Si tratta di Flow, il film diretto dal regista lettone Gints Zilbalodis, che racconta di un mondo (post-apocalittico?) in cui la natura ha preso il sopravvento su tutto e si alternano fasi in cui le acque risalgono fino a coprire quasi interamente le terre emerse e fasi in cui le acque si ritirano riportando alla luce le terre sottostanti (e i residui di una qualche società umana, sebbene di umani non se ne veda neppure l’ombra). Protagonista è un gatto nero che – di fronte al sollevamento delle acque - guidato dalla sua istintiva paura dell’acqua, cerca di rifugiarsi in punti sempre più alti e infine si lancia in una barca a vela un po’ malandata, dove si è rifugiato un capibara. Ben presto la barca – una specie di nuova arca di Noè – diventa un rifugio per altri animali, un lemure, un cane, una specie di cicogna, tutti accomunati dalla necessità di sopravvivere, ma con caratteristiche personali e di specie molto diverse e spesso in conflitto tra di loro.

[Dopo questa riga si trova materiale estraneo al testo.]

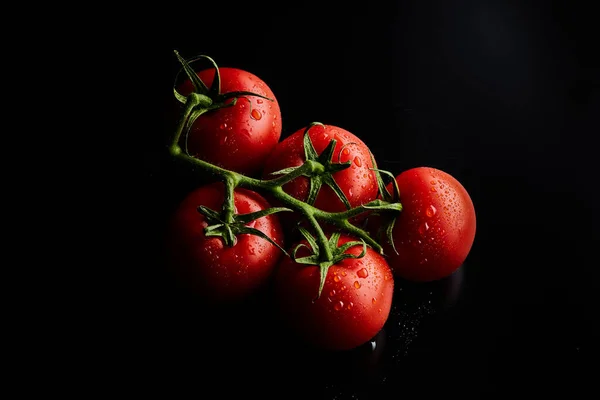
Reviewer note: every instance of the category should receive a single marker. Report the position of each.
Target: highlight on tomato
(339, 305)
(435, 231)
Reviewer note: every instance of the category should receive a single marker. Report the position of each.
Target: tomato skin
(204, 264)
(358, 182)
(354, 304)
(436, 229)
(238, 137)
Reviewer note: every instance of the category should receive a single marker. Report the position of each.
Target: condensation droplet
(256, 114)
(430, 211)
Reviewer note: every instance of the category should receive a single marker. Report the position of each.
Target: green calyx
(321, 169)
(228, 231)
(204, 99)
(338, 253)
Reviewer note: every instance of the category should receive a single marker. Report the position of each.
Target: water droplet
(430, 211)
(256, 114)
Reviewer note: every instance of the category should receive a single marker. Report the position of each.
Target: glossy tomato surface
(436, 229)
(238, 137)
(206, 265)
(354, 304)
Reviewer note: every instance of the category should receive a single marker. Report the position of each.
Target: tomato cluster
(332, 287)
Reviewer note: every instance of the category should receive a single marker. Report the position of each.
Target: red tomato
(238, 137)
(354, 304)
(205, 264)
(436, 228)
(358, 182)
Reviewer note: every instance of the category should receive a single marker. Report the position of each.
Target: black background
(502, 95)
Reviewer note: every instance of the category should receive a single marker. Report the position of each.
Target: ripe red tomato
(205, 264)
(436, 228)
(238, 137)
(358, 182)
(354, 304)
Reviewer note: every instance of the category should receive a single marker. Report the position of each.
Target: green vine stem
(196, 104)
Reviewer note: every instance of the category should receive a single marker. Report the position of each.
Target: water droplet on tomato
(362, 273)
(256, 114)
(430, 211)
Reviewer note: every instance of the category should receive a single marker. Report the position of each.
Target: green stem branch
(313, 215)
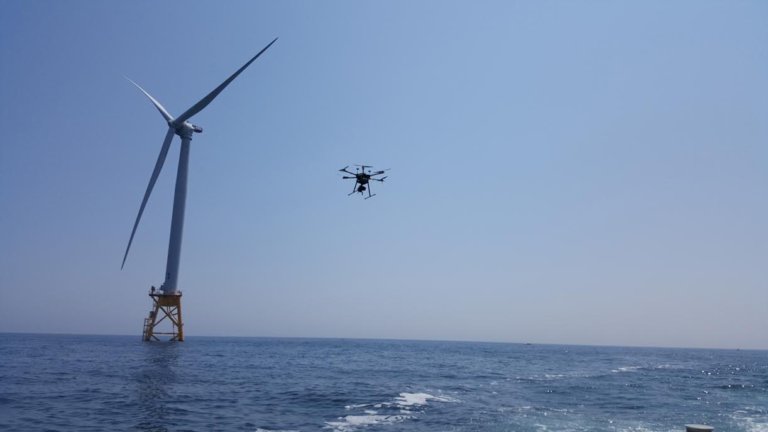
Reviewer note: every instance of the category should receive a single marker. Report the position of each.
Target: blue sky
(562, 172)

In una narrazione completamente priva di dialoghi, in cui gli animali si esprimono solo con i loro versi e le loro azioni, seguiremo questa improbabile combriccola in tutte le avventure che dovrà attraversare e superare per potersi salvare. E in queste avventure ognuno di loro sarà chiamato ad affrontare i propri limiti e comprendere che “nessuno si salva da solo” e che solo la tolleranza verso gli altri e la messa a fattor comune delle differenze consentono di affrontare le diverse situazioni che si presentano. Emerge inoltre un’ulteriore suggestione: di fronte a un mondo in cui la natura ha preso il sopravvento, le leggi della natura – talvolta anche spietate - governano tutto e, nel flusso del cambiamento, rimettono continuamente in discussione gli equilibri raggiunti. In questo scenario la lotta per la pura sopravvivenza può essere superata solo grazie all’attenzione verso l’altro e accettando il cambiamento.

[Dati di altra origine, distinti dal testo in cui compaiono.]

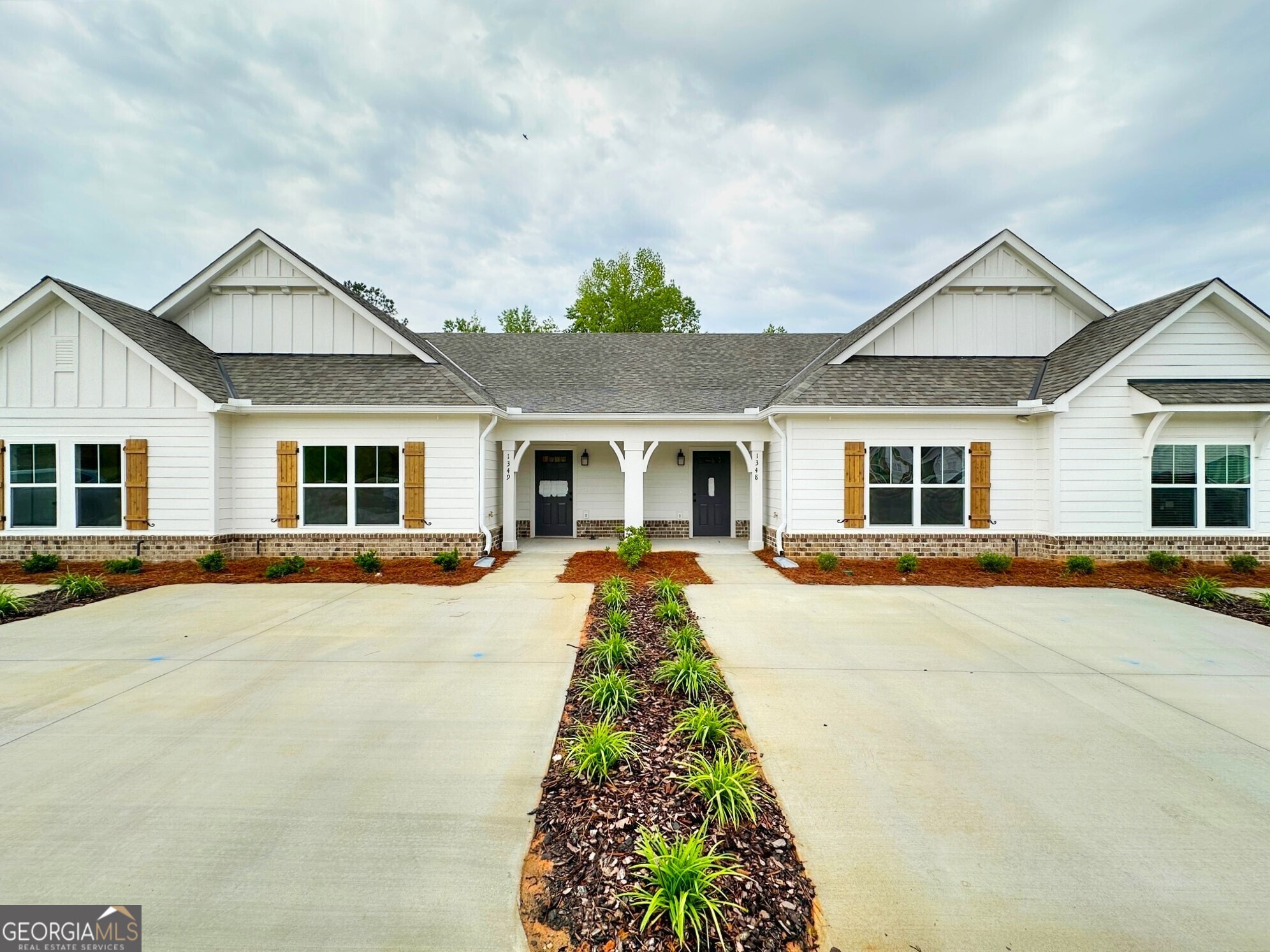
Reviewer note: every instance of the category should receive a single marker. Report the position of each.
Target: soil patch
(586, 834)
(596, 566)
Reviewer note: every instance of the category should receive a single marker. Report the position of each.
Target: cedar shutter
(289, 484)
(981, 485)
(854, 485)
(413, 486)
(136, 484)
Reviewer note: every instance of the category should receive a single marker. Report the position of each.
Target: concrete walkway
(1042, 770)
(286, 767)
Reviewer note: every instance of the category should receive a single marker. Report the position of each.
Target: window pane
(943, 507)
(98, 507)
(34, 507)
(1172, 508)
(325, 507)
(891, 507)
(377, 507)
(1226, 508)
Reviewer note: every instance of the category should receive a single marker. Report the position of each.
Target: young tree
(632, 295)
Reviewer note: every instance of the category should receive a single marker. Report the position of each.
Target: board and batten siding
(1104, 473)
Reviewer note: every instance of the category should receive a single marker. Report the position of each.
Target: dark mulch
(586, 834)
(596, 566)
(408, 572)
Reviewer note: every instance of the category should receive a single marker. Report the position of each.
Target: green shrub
(614, 650)
(10, 602)
(995, 563)
(610, 693)
(122, 566)
(728, 783)
(706, 724)
(41, 563)
(449, 561)
(73, 587)
(595, 749)
(369, 561)
(288, 565)
(1244, 563)
(1164, 561)
(682, 881)
(1080, 565)
(1206, 591)
(689, 674)
(212, 563)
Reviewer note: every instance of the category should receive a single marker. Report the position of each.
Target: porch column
(756, 495)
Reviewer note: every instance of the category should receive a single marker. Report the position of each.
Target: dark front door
(712, 493)
(553, 491)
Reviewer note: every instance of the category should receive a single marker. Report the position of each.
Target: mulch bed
(596, 566)
(586, 834)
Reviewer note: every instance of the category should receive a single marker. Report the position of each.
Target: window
(98, 485)
(33, 476)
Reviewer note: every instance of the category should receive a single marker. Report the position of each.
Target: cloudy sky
(798, 162)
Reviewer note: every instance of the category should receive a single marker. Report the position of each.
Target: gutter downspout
(785, 486)
(480, 485)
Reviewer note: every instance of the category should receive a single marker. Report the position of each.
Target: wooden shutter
(981, 485)
(289, 484)
(136, 484)
(413, 486)
(854, 485)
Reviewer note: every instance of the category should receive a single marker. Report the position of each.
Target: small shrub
(1244, 563)
(682, 881)
(595, 749)
(689, 674)
(449, 561)
(212, 563)
(610, 693)
(41, 563)
(122, 566)
(288, 565)
(369, 561)
(1164, 561)
(614, 650)
(73, 587)
(728, 784)
(1206, 591)
(995, 563)
(708, 724)
(10, 602)
(1080, 565)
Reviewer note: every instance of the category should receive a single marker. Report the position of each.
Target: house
(262, 409)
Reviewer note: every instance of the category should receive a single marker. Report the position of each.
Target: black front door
(553, 491)
(712, 493)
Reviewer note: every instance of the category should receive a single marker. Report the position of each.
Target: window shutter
(981, 485)
(854, 485)
(289, 484)
(414, 486)
(136, 484)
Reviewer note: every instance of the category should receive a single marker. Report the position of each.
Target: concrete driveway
(286, 767)
(1011, 768)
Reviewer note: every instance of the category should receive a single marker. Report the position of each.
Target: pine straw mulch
(595, 566)
(586, 835)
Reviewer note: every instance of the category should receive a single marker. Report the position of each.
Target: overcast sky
(792, 161)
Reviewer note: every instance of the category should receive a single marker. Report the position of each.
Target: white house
(261, 408)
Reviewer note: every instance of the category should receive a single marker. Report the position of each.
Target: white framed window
(98, 485)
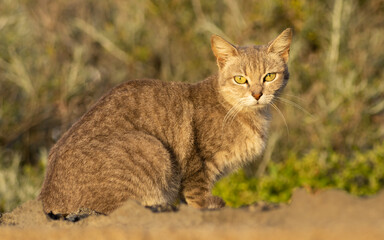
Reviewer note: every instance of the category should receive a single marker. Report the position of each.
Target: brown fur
(155, 141)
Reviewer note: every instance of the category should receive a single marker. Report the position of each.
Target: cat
(160, 142)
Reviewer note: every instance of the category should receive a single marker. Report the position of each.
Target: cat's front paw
(214, 202)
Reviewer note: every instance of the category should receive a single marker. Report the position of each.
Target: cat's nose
(257, 95)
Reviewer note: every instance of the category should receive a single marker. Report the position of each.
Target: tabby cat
(160, 142)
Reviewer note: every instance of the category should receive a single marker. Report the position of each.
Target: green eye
(240, 79)
(270, 77)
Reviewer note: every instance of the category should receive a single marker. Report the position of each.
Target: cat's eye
(240, 79)
(270, 77)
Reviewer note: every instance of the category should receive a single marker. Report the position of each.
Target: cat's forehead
(257, 57)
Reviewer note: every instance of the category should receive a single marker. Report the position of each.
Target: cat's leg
(197, 192)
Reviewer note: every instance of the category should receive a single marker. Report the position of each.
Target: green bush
(360, 174)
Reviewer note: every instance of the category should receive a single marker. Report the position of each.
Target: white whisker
(294, 104)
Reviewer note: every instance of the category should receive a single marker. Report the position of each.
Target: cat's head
(252, 76)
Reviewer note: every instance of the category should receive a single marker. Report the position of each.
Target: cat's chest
(247, 143)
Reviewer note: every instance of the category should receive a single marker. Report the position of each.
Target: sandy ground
(329, 214)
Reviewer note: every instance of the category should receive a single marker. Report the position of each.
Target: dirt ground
(329, 214)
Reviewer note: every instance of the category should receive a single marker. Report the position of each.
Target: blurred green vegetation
(361, 174)
(58, 57)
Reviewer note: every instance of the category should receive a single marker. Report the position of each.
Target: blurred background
(58, 57)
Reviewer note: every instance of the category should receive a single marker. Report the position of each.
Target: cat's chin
(257, 106)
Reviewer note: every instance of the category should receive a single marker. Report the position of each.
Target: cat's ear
(281, 44)
(223, 50)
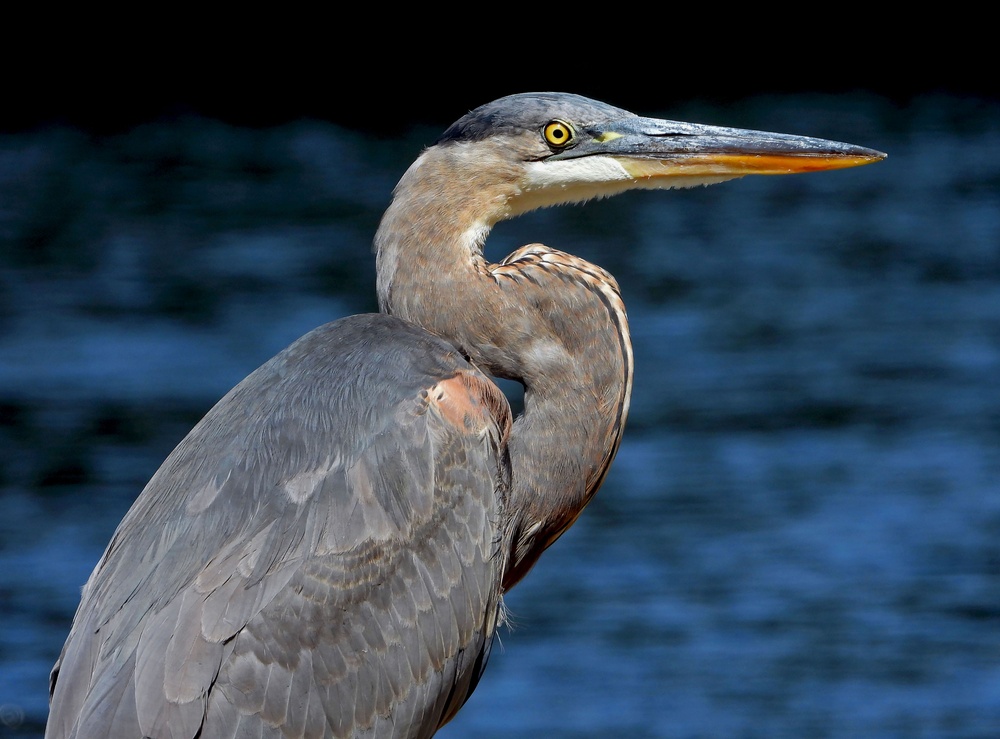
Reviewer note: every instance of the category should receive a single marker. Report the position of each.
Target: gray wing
(318, 557)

La cosa straordinaria del film di Zilbalodis sta nel fatto che, durante la visione del film, non si sente – nemmeno per un minuto – la mancanza dei dialoghi, perché la forza delle immagini, delle azioni e delle espressioni dei protagonisti, nonché il supporto della colonna sonora (realizzata dallo stesso regista insieme al connazionale Rihards Zaļupe), riescono a veicolare non solo gli sviluppi della trama, ma anche sentimenti ed emozioni.

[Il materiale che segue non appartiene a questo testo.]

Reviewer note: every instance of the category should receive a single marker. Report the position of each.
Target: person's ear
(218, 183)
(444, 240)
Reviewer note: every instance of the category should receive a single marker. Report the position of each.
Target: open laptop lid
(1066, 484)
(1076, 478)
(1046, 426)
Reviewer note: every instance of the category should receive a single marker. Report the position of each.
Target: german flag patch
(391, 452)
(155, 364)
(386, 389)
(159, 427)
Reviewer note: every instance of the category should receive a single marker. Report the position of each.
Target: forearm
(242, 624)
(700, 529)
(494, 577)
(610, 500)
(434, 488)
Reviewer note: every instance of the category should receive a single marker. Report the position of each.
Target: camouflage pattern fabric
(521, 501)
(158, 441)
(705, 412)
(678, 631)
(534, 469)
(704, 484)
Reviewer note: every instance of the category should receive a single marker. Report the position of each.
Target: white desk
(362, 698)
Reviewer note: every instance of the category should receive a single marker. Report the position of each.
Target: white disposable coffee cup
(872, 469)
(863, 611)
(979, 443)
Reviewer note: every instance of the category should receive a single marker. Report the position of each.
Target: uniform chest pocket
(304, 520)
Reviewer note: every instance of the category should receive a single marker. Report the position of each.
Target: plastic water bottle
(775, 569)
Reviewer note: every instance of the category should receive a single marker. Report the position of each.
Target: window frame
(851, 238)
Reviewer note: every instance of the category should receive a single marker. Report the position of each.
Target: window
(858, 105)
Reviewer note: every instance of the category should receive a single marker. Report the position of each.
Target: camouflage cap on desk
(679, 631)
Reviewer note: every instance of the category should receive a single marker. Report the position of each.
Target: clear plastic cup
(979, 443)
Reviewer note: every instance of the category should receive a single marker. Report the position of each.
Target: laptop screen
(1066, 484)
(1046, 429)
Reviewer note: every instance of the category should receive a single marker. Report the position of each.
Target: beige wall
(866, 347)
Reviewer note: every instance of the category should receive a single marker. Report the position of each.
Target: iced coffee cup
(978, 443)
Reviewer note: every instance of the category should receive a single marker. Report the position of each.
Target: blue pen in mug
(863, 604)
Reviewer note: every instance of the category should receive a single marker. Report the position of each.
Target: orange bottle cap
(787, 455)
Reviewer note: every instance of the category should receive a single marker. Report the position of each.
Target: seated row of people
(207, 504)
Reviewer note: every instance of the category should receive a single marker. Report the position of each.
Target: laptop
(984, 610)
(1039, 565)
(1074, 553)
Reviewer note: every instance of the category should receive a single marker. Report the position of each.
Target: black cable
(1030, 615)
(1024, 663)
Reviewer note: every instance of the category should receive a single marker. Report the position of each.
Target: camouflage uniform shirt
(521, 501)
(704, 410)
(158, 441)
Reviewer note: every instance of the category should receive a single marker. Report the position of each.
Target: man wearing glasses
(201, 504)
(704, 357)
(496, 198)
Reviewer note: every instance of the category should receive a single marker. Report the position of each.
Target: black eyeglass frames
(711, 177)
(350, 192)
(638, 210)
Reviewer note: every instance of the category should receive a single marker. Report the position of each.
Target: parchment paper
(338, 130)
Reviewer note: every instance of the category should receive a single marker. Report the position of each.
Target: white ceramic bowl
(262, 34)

Credo che in un film come questo la parola – tanto più in quanto data agli animali – avrebbe trasformato un racconto poetico e pieno di suggestioni in un prodotto banale e dozzinale. La scelta del regista valorizza invece contesto e protagonisti “costringendo” gli spettatori grandi e piccoli a concentrarsi su dettagli e relazioni e offrendo loro la possibilità di lasciarsi andare all’aspetto emozionale della narrazione.
Da vedere assolutamente per chi ama gli animali – e magari ha anche animali domestici – ma consigliatissimo a chi voglia fare un’esperienza cinematografica animata un po’ diversa dagli ormai un po’ ripetitivi cartoni Disney e Dreamworks.